DURHAM, North Carolina, 25 July 2018 (Duke Today) – The coal industry may have declined in the last decade because of the rise of cheap natural gas, but a coal mining method called mountaintop removal is still taking place, particularly in central Appalachia.

A new web-based mapping tool shows, in more detail than ever before, the land laid bare by mountaintop coal mining in central Appalachia each year, going back more than three decades.

The tool uses satellite imagery to identify and map the annual extent of mining activity across a four-state area including portions of Kentucky, Tennessee, Virginia, and West Virginia.

In the journal PLOS ONE, researchers estimate that between 1985 and 2015, an average of 21,000 acres was converted to bare earth and rubble in central Appalachia each year – an area about half the size of Washington, D.C.

This analysis places the total estimate since the 1970s at about 1.5 million acres. “That is an area 18 percent larger than the state of Delaware, and only 3 percent smaller than Everglades National Park,” said first author Andrew Pericak, who conducted the research in the lab of biology professor Emily Bernhardt at Duke University.

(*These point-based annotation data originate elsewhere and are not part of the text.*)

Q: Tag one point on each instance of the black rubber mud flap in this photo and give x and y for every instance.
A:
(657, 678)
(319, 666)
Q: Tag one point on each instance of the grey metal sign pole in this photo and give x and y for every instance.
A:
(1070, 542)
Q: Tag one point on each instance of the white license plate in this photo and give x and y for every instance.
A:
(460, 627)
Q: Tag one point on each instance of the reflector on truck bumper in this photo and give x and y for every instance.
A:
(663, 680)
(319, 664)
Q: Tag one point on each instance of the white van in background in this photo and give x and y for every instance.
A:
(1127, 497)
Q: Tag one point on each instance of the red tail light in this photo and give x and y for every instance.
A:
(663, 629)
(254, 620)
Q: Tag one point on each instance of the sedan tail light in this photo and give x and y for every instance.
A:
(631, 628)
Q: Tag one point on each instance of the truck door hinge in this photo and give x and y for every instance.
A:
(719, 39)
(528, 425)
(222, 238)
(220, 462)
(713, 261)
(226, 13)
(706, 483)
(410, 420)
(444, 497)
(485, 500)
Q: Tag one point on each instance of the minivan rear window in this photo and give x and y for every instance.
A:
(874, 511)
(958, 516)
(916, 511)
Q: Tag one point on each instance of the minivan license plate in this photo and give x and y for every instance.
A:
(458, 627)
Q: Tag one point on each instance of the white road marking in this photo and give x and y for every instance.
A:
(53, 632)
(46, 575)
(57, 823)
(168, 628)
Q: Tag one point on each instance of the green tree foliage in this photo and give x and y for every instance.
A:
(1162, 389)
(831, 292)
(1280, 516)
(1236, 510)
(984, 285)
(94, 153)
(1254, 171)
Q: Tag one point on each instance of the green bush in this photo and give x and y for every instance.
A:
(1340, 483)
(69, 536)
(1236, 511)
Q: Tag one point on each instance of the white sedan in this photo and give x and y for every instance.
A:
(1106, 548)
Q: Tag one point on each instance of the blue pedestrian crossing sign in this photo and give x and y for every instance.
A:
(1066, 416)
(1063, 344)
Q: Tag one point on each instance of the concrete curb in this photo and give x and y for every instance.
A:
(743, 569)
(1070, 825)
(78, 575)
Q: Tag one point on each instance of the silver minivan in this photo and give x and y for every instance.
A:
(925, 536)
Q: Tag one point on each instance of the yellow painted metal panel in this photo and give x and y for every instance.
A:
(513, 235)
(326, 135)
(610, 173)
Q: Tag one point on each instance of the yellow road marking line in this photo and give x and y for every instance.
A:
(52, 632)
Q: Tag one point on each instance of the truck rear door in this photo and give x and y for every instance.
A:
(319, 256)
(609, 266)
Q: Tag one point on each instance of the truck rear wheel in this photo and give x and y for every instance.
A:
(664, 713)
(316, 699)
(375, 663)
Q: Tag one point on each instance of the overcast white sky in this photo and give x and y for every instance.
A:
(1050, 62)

Mountaintop mining is a form of surface coal mining in which coal companies clear the forest from a hilltop, then use explosives and heavy machinery to blast and dig through the soil and bedrock and expose the layers of coal underneath. The leftover rock and debris is pushed into adjacent valleys, burying streams under hundreds of meters of rubble called “valley fill.”

Advocates say the process allows mining companies to harvest shallow seams of coal they can’t get at via traditional underground mining. But growing scientific evidence suggests it also destroys forests, fills the air with harmful dust and contaminates nearby streams.

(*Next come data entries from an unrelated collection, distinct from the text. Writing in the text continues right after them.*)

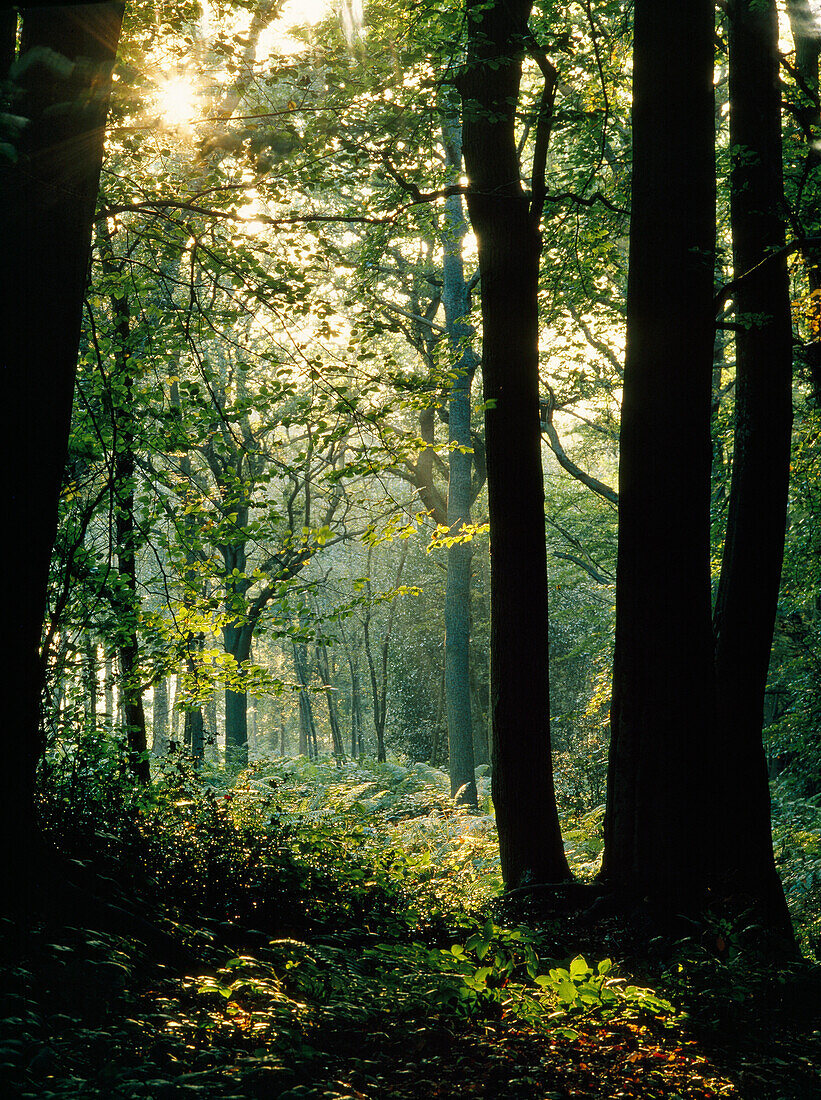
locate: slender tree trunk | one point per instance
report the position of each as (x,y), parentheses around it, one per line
(660,822)
(325,672)
(126,528)
(211,733)
(91,690)
(237,638)
(510,245)
(456,301)
(160,718)
(194,735)
(46,208)
(307,726)
(747,595)
(807,35)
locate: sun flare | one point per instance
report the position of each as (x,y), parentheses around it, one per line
(176,101)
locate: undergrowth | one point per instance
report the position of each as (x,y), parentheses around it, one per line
(326,902)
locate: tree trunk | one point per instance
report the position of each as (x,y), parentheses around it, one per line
(660,822)
(747,596)
(126,529)
(91,688)
(456,301)
(160,718)
(194,735)
(237,640)
(325,672)
(807,36)
(46,207)
(307,727)
(510,245)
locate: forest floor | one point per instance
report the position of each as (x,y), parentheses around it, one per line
(351,989)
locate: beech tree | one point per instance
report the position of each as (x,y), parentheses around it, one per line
(48,178)
(506,224)
(747,595)
(660,817)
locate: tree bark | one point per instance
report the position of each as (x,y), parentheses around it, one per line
(46,209)
(510,245)
(807,37)
(456,303)
(747,595)
(160,718)
(660,823)
(126,529)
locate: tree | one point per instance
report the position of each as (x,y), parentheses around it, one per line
(506,224)
(660,817)
(747,594)
(47,194)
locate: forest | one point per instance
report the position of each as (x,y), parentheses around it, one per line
(412,579)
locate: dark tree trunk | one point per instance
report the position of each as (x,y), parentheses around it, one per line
(194,735)
(46,209)
(126,529)
(660,820)
(160,718)
(91,688)
(325,672)
(807,36)
(237,639)
(510,245)
(747,596)
(456,301)
(307,727)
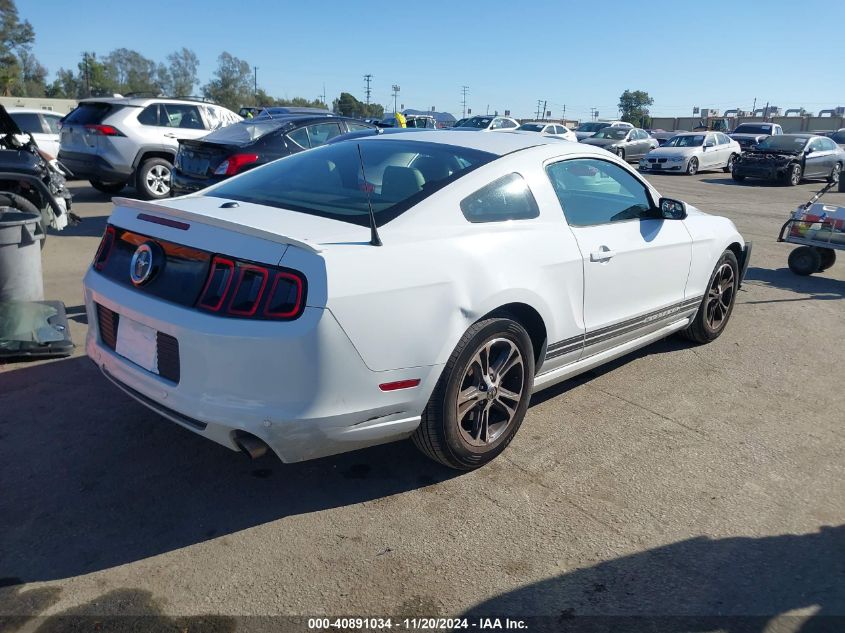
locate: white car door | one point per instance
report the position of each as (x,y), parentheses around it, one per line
(635,263)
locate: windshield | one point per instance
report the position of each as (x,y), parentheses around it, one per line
(481,122)
(614,133)
(591,127)
(327,181)
(783,143)
(685,141)
(753,128)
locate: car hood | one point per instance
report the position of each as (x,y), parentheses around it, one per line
(7,123)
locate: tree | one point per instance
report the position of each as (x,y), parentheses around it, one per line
(232,83)
(634,107)
(179,76)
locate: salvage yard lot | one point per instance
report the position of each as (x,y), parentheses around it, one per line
(664,483)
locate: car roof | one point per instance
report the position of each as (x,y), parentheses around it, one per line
(499,144)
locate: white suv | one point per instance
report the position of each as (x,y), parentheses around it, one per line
(113,142)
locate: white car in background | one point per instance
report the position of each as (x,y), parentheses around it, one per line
(693,152)
(395,286)
(555,130)
(43,125)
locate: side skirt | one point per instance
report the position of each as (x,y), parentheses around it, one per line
(542,381)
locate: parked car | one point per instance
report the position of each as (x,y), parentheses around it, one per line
(586,130)
(118,141)
(692,152)
(488,123)
(42,125)
(627,143)
(791,158)
(351,299)
(237,148)
(555,130)
(749,134)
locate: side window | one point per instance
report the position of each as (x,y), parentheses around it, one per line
(319,133)
(593,191)
(149,115)
(507,198)
(300,137)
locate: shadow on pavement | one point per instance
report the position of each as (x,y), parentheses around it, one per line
(701,584)
(816,286)
(91,479)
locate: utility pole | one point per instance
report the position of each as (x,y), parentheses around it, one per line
(368,78)
(395,95)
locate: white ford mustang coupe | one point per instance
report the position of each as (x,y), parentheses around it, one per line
(398,286)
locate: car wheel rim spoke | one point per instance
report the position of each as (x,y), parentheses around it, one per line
(490,392)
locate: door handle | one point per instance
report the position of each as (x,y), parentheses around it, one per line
(603,254)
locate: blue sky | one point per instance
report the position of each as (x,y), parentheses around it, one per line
(510,54)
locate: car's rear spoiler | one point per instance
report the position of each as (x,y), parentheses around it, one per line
(160,209)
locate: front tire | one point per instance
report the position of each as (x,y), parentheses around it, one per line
(153,179)
(481,398)
(692,166)
(793,175)
(804,260)
(717,305)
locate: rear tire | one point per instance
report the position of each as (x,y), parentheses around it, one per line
(718,303)
(692,166)
(481,397)
(828,257)
(793,175)
(107,187)
(153,179)
(19,203)
(805,260)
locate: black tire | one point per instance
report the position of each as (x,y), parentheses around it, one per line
(107,187)
(793,175)
(692,166)
(442,435)
(9,199)
(828,258)
(152,179)
(705,327)
(805,260)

Determining the timing and extent of mining activity is crucial to assessing and mitigating these environmental and human impacts, said co-author Matthew Ross, previously at Duke and now a post-doctoral researcher at the University of North Carolina at Chapel Hill.

But reliable, up-to-date estimates of mining’s footprint are hard to come by. In any given year, a mining company may only be operating within a portion of the area shown on their mining permit. Previous efforts have mapped surface mining in Appalachia using satellite imagery, but these maps haven’t been updated since 2006, and only give a snapshot of mining every 10 years, rather than year-to-year.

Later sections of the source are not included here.